Clinical characteristics and survival data were obtained from the patients' medical records and institutional tumor records. Tumor histology, grade, and size were obtained from the surgical pathology report.

2. PET/CT

Patients were examined using dedicated PET/CT scanners. Each patient was asked to fast for at least 4 hours prior to undergoing PET/CT. Diuretics were not used for preparation. Fasting blood sugar level was checked by the glucose oxidoperoxidase method using a commercially provided portable glucometer (Accu-Chek®; Roche, Indianapolis, IN, USA). Approximately 0.14 mCi/kg body weight of FDG was administered intravenously 1 hour prior to imaging. After voiding, PET/CT images were acquired. CT was performed before PET; the resulting data were used to generate an attenuation correction map for PET, and the PET images were reconstructed. Each PET scan was acquired from skull base to proximal thigh in 3-dimensional row action maximum likelihood algorithm mode. A total of 7–9 bed positions were examined for PET acquisition, with 2.5 min/bed position.

3. Assessment of 18F-FDG PET/CT imaging

18F-FDG PET/CT data were transferred into the workstation, and intensity values (radioactivity concentration) were converted to SUVs. The SUVmax was then quantitatively used to determine 18F-FDG avidity. SUV was defined as the concentration of 18F-FDG divided by the injected dose, corrected for the body weight of the patient and radioactive decay at scanning time (SUV=activity concentration/[injected dose/body weight]).

4. Statistical analysis

The most discriminating threshold value allowing differentiation of the 2 groups of patients was selected using receiver-operating characteristic (ROC) methodology [23]. The area under the curve (AUC) was calculated for each parameter using the nonparametric method representing the overall predictive or prognostic performance [24]. Kaplan-Meier estimates and the log-rank test were done to assess the equality of the survival functions across variables in the DFS and OS analysis. Both DFS and OS were analysed using time-to-event regression. OS was calculated from the date of operation to date of death. DFS was calculated from the date of operation to the date of documented recurrence. Recurrence of disease was defined as the development of tumor on physical examination and/or CT scan that was considered consistent with recurrent LMS. Abnormalities that were considered equivocal were further evaluated for confirmation that they represented recurrence: biopsy was recommended as ideal; however, additional or follow-up imaging was acceptable. If follow-up imaging confirmed that a suspicious finding was indeed a recurrence, then the date of recurrence was the date first documented.

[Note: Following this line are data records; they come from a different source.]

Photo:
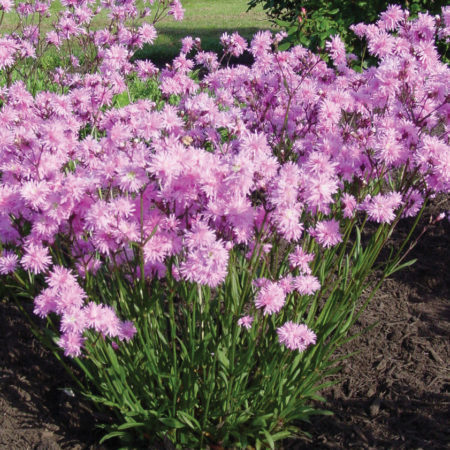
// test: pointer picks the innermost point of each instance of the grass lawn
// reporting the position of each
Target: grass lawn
(206, 19)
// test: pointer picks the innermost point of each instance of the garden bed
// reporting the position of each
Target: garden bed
(394, 393)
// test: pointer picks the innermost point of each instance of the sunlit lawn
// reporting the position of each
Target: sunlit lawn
(206, 19)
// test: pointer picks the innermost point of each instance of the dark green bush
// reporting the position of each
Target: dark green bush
(312, 22)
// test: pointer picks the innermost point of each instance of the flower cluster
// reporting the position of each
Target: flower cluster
(286, 150)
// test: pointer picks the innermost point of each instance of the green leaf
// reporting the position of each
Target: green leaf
(171, 422)
(190, 421)
(128, 425)
(269, 439)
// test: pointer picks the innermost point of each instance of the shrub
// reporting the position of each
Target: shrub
(202, 255)
(312, 22)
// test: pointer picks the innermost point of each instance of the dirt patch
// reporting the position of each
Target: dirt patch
(394, 393)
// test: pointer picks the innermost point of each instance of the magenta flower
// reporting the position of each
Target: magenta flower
(306, 284)
(246, 322)
(8, 262)
(36, 258)
(271, 298)
(295, 336)
(327, 233)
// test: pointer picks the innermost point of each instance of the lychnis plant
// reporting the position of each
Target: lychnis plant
(201, 259)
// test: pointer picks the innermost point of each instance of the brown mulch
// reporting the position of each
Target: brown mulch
(393, 394)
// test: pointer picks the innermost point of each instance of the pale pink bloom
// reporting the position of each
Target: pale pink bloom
(69, 297)
(327, 233)
(72, 344)
(73, 320)
(391, 17)
(186, 44)
(147, 33)
(336, 48)
(306, 284)
(146, 69)
(126, 330)
(296, 336)
(261, 43)
(287, 284)
(8, 262)
(176, 10)
(6, 5)
(45, 302)
(60, 278)
(246, 322)
(349, 205)
(299, 258)
(36, 258)
(271, 297)
(288, 221)
(381, 208)
(206, 264)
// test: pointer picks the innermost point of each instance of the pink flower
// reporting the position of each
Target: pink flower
(36, 258)
(299, 258)
(206, 264)
(126, 330)
(295, 336)
(336, 48)
(349, 205)
(306, 284)
(327, 233)
(176, 10)
(271, 297)
(73, 321)
(381, 208)
(246, 322)
(8, 262)
(147, 33)
(71, 343)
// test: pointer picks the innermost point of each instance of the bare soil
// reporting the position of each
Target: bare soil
(393, 394)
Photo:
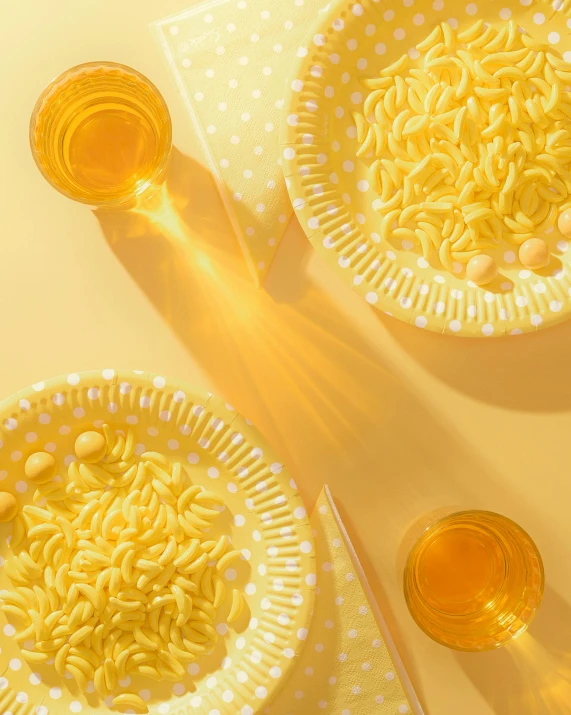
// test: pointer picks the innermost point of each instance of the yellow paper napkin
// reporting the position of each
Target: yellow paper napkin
(231, 60)
(350, 665)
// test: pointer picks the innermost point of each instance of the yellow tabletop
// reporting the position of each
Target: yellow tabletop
(396, 420)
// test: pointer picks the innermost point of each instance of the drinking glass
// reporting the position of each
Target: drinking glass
(474, 580)
(101, 134)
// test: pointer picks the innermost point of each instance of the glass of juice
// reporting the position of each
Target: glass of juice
(474, 580)
(101, 134)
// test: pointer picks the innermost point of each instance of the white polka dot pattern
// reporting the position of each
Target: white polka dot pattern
(345, 667)
(232, 60)
(262, 512)
(344, 227)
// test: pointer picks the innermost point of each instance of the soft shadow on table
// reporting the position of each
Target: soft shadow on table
(294, 363)
(527, 372)
(532, 675)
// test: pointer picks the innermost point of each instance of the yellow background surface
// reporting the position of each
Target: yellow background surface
(397, 421)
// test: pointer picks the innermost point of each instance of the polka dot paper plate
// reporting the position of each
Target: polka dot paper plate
(329, 186)
(263, 515)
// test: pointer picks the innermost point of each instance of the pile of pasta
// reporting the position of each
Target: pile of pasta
(471, 147)
(114, 575)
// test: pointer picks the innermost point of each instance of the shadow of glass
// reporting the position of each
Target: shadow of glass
(293, 361)
(531, 675)
(523, 373)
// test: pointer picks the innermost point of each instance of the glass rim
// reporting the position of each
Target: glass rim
(46, 92)
(410, 579)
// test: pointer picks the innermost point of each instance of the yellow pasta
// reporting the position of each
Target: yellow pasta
(474, 144)
(115, 575)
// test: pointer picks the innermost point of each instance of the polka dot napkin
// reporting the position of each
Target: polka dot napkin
(231, 60)
(349, 665)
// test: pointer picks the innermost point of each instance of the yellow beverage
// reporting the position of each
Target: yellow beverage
(101, 134)
(474, 580)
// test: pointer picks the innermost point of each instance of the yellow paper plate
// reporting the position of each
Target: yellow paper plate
(264, 515)
(329, 186)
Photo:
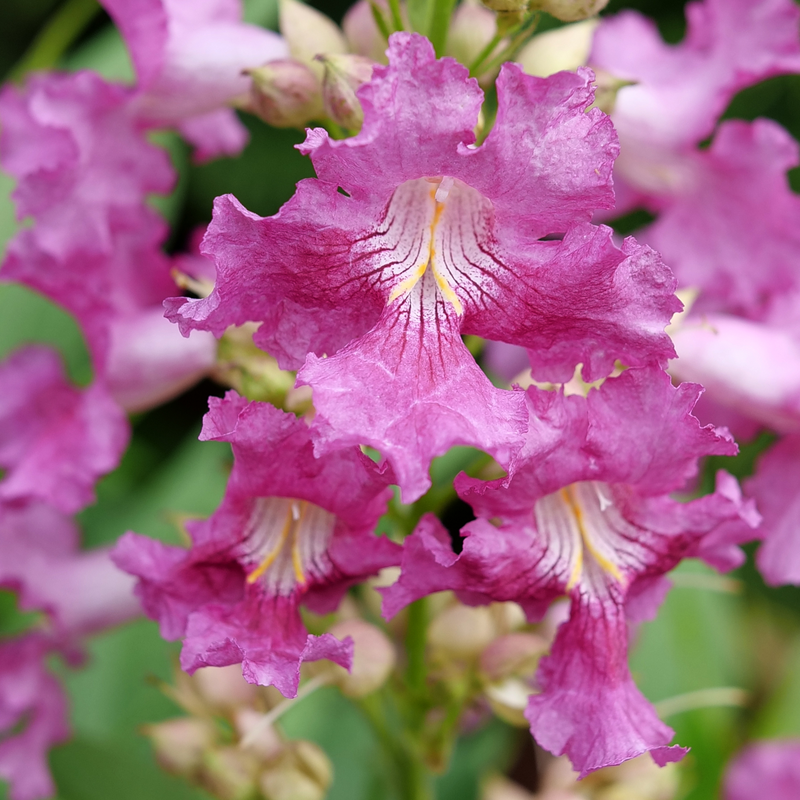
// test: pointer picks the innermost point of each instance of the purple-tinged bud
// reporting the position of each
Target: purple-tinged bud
(565, 48)
(462, 631)
(306, 775)
(472, 28)
(514, 654)
(344, 74)
(373, 658)
(363, 36)
(569, 10)
(180, 744)
(309, 33)
(224, 688)
(285, 94)
(230, 773)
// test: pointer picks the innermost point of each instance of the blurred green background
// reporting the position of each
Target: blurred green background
(709, 633)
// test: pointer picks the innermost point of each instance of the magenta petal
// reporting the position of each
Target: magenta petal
(266, 635)
(395, 145)
(682, 89)
(55, 441)
(215, 134)
(774, 487)
(32, 699)
(589, 707)
(170, 585)
(149, 362)
(189, 57)
(411, 388)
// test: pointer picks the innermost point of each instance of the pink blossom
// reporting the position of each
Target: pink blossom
(341, 284)
(291, 529)
(764, 769)
(588, 513)
(722, 209)
(189, 58)
(55, 440)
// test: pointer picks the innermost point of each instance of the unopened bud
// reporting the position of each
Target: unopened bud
(472, 28)
(285, 94)
(305, 776)
(461, 631)
(516, 654)
(261, 740)
(507, 6)
(344, 74)
(181, 743)
(607, 88)
(570, 10)
(509, 699)
(309, 33)
(565, 48)
(373, 658)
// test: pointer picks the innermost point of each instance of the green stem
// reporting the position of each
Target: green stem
(439, 14)
(58, 34)
(380, 21)
(416, 634)
(485, 53)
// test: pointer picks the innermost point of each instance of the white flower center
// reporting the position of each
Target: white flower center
(287, 540)
(583, 521)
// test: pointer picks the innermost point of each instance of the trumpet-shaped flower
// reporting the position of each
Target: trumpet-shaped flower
(55, 440)
(588, 514)
(189, 58)
(721, 209)
(411, 235)
(291, 529)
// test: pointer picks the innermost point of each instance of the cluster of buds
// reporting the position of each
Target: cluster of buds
(225, 747)
(318, 81)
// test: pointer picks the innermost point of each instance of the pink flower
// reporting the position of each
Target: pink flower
(765, 769)
(55, 440)
(369, 289)
(722, 209)
(31, 698)
(189, 58)
(291, 529)
(588, 514)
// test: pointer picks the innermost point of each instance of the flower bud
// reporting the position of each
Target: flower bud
(509, 699)
(229, 773)
(461, 631)
(471, 29)
(516, 654)
(309, 33)
(224, 688)
(266, 744)
(570, 10)
(561, 49)
(344, 74)
(305, 776)
(180, 743)
(507, 6)
(373, 658)
(285, 94)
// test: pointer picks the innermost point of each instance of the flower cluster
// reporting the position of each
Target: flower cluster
(448, 237)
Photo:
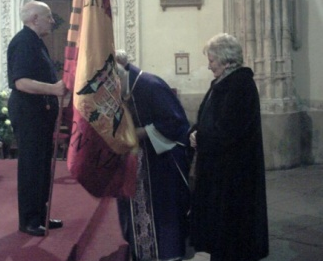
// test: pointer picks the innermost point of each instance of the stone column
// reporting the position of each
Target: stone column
(264, 30)
(126, 27)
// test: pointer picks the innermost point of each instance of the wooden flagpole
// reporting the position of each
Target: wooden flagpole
(53, 166)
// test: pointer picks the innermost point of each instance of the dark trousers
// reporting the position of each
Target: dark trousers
(33, 130)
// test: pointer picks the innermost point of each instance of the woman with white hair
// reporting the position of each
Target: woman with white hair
(229, 211)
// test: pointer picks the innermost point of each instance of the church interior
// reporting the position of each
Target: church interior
(282, 41)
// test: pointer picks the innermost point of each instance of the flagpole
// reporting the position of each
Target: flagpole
(53, 166)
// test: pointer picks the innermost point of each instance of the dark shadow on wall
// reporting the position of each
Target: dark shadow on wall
(306, 138)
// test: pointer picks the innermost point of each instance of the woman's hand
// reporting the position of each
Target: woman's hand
(193, 139)
(141, 133)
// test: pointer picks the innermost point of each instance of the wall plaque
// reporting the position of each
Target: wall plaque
(175, 3)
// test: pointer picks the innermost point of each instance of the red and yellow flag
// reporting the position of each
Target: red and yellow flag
(103, 134)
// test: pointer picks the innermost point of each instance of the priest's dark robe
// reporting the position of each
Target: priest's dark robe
(157, 224)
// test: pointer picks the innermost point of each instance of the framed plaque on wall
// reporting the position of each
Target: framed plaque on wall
(182, 63)
(175, 3)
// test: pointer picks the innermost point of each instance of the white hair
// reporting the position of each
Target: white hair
(122, 57)
(31, 8)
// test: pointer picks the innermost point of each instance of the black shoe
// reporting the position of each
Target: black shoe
(33, 231)
(54, 223)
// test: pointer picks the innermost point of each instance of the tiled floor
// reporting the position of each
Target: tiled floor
(295, 211)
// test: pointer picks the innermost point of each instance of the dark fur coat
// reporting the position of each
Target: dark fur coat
(229, 212)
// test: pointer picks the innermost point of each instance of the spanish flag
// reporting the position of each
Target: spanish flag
(100, 154)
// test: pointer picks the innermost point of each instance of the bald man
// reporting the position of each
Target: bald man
(33, 109)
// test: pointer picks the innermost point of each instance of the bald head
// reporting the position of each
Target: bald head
(32, 9)
(38, 17)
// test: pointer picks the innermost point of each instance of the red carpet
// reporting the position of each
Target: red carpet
(91, 230)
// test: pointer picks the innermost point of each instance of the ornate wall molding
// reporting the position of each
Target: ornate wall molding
(10, 24)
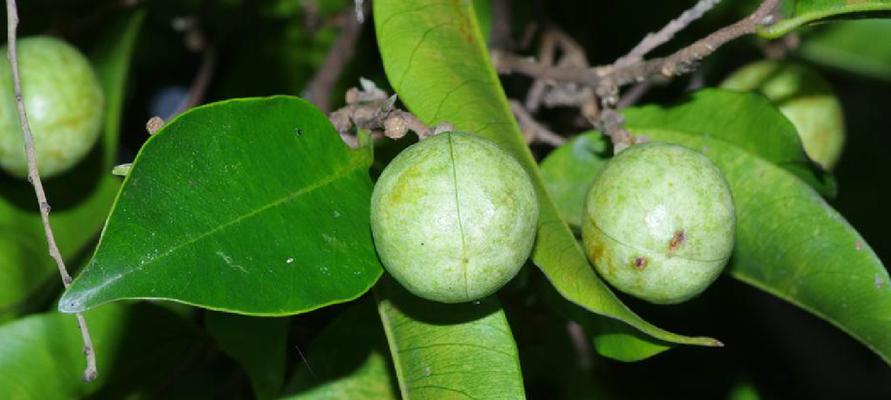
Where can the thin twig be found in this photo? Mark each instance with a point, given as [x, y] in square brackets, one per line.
[654, 40]
[370, 108]
[678, 63]
[319, 89]
[501, 36]
[201, 81]
[534, 131]
[12, 21]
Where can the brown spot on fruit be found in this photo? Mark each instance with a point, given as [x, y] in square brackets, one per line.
[640, 263]
[676, 241]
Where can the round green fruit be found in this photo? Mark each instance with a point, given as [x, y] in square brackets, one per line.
[453, 217]
[64, 103]
[659, 222]
[804, 97]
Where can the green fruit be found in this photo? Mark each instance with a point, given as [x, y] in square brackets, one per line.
[805, 98]
[64, 103]
[453, 217]
[659, 222]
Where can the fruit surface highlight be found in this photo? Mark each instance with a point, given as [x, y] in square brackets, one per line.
[453, 217]
[659, 222]
[805, 98]
[64, 102]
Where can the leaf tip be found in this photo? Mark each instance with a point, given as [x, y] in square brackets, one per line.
[71, 303]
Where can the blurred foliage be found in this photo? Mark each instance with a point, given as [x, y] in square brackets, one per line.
[266, 47]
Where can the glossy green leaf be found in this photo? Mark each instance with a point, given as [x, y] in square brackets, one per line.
[449, 350]
[258, 344]
[348, 360]
[41, 355]
[852, 46]
[80, 198]
[569, 171]
[765, 132]
[796, 13]
[792, 244]
[252, 206]
[435, 58]
[611, 338]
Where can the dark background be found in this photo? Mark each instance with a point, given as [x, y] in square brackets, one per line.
[264, 48]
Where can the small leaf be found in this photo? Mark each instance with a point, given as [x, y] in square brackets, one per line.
[435, 58]
[348, 360]
[41, 355]
[797, 13]
[765, 131]
[569, 171]
[253, 206]
[449, 350]
[852, 46]
[80, 198]
[792, 244]
[258, 344]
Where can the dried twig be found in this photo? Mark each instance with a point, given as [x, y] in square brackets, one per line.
[319, 89]
[370, 108]
[605, 81]
[678, 63]
[12, 21]
[653, 40]
[202, 80]
[533, 131]
[634, 94]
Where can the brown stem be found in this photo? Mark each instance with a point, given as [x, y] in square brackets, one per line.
[319, 89]
[676, 64]
[12, 21]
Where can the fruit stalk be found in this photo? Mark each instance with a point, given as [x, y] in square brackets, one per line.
[12, 22]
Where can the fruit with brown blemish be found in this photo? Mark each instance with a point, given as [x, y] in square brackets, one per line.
[453, 217]
[64, 102]
[659, 222]
[805, 98]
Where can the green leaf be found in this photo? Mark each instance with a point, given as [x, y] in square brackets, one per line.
[449, 350]
[852, 46]
[41, 355]
[348, 360]
[792, 244]
[765, 131]
[435, 58]
[252, 206]
[483, 12]
[569, 171]
[258, 344]
[80, 198]
[797, 13]
[611, 338]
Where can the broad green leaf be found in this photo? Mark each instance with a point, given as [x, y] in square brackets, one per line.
[258, 344]
[852, 46]
[765, 131]
[252, 206]
[483, 12]
[792, 244]
[348, 360]
[449, 350]
[435, 58]
[796, 13]
[569, 170]
[41, 355]
[611, 338]
[80, 198]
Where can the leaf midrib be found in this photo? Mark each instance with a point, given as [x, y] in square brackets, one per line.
[354, 165]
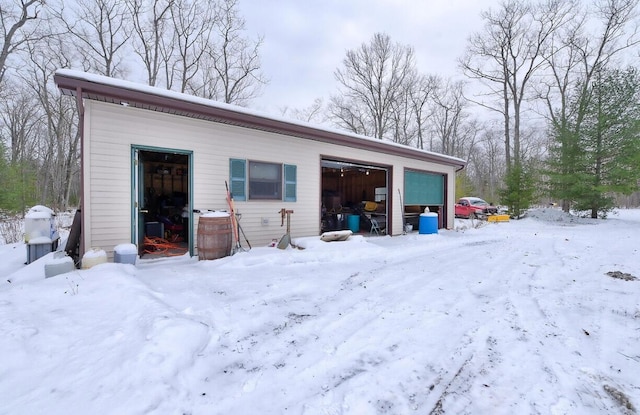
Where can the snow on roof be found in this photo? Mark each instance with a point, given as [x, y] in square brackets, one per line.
[250, 113]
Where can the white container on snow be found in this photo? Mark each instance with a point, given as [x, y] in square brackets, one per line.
[125, 254]
[39, 223]
[61, 263]
[93, 257]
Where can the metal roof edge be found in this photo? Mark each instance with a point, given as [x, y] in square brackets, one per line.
[103, 88]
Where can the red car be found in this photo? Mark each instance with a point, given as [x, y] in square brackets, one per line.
[474, 207]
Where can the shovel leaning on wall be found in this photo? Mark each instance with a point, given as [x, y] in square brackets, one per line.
[285, 241]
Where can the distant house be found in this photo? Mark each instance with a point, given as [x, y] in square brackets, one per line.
[151, 156]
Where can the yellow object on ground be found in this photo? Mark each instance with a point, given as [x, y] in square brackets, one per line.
[498, 218]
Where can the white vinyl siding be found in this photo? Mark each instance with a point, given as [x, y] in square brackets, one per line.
[111, 130]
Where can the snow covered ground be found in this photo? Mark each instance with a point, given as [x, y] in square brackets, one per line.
[540, 315]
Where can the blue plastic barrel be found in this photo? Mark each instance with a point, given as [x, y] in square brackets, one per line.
[428, 223]
[353, 222]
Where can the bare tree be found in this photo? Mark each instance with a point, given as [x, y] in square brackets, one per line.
[15, 18]
[152, 26]
[507, 54]
[193, 22]
[19, 117]
[448, 117]
[231, 72]
[372, 81]
[420, 95]
[598, 33]
[100, 29]
[313, 113]
[59, 136]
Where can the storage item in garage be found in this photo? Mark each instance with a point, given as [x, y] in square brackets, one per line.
[125, 254]
[214, 235]
[353, 222]
[428, 223]
[155, 229]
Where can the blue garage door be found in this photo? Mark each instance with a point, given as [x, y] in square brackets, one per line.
[422, 188]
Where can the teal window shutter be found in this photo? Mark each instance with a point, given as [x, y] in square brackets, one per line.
[290, 183]
[238, 178]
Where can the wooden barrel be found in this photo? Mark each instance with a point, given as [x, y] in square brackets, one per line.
[214, 237]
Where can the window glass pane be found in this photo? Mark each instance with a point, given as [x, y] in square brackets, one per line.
[265, 180]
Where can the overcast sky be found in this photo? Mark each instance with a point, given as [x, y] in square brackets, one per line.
[306, 40]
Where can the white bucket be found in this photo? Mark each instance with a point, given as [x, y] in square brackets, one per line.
[93, 257]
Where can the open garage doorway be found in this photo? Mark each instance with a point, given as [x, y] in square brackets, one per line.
[162, 220]
[355, 196]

Due to the limited number of patients available for this analysis, only univariate Cox regression models was used to assess the value of selected prognostic factors to predict outcome of LMS patients. The Cox proportional hazard model was used to evaluate prognostic variables, and an estimated hazard ratio (HR) with 95% confidence interval (95% CI) was presented, and p<0.05 was considered statistically significant. All analyses were performed using SPSS software for Windows (version 19.0; IBM SPSS, Somers, NY, USA).

RESULTS

1. Patient demographics and tumor characteristics

Between January 2007 and March 2015, data from 19 patients were archived at 3 participating institutions. The median age of participants was 51 years (range, 38–76 years); and 2009 FIGO stage distribution was 42.1% stage I, 5.3% stage II and III, and 47.3% stage IV, as detailed in Table 1. The median size of the primary uterine tumor was 10 cm (range, 3.0–18.5 cm), and the median SUVmax was 14.0 (range, 2.9–54.6). The median follow-up for all patients was 20.0 months. Fourteen of 19 patients developed recurrent disease (73.7%), and 8 patients died of disease (42.1%). All 19 patients were considered evaluable for DFS and OS.

Table 1. Clinico-pathological characteristics of patients who underwent PET/CT before operation for uterine LMS (n=19).

Characteristics Patients %
Age (yr) 51 (38–76) -
DFS (mo) 12 (4–61) -
OS (mo) 20 (4-61) -
FIGO stage
I 8 42.1
II 1 5.3
III 1 5.3
IV 9 47.3
Tumor size (cm) 10.0 (3.0–18.5) -
SUVmax 14.0 (2.9–54.6) -
Recurrence 14 73.7
Mortality 8 42.1

Values are presented as median (range).

DFS, disease-free survival; FIGO, International Federation of Gynecology and Obstetrics; LMS, leiomyosarcoma; OS, overall survival; PET/CT, positron emission tomography/computed tomography; SUVmax, maximum standardized uptake value.

2. Correlations between PET/CT and clinico-pathological parameters

In the current study, tumor SUVmax was correlated with higher FIGO stage (p=0.003; Pearson coefficient=0.644), tumor size (p=0.004; Pearson coefficient=0.622), and lymph node (LN) metastasis (p=0.024; Pearson coefficient=0.577).

3. Prediction of outcome

Tables 2 and 3 summarize the results of regression analyses of prognostic factors for PFS and OS in the current study. The ROC curve analyses demonstrated that the AUC for recurrence and survival were maximal when the threshold SUVmax was 23.95. The AUC for DFS at the cut-off SUVmax was 0.750 (p=0.105; 95% CI=0.517–0.983), and for OS was 0.722 (p=0.107; 95% CI=0.468–0.975).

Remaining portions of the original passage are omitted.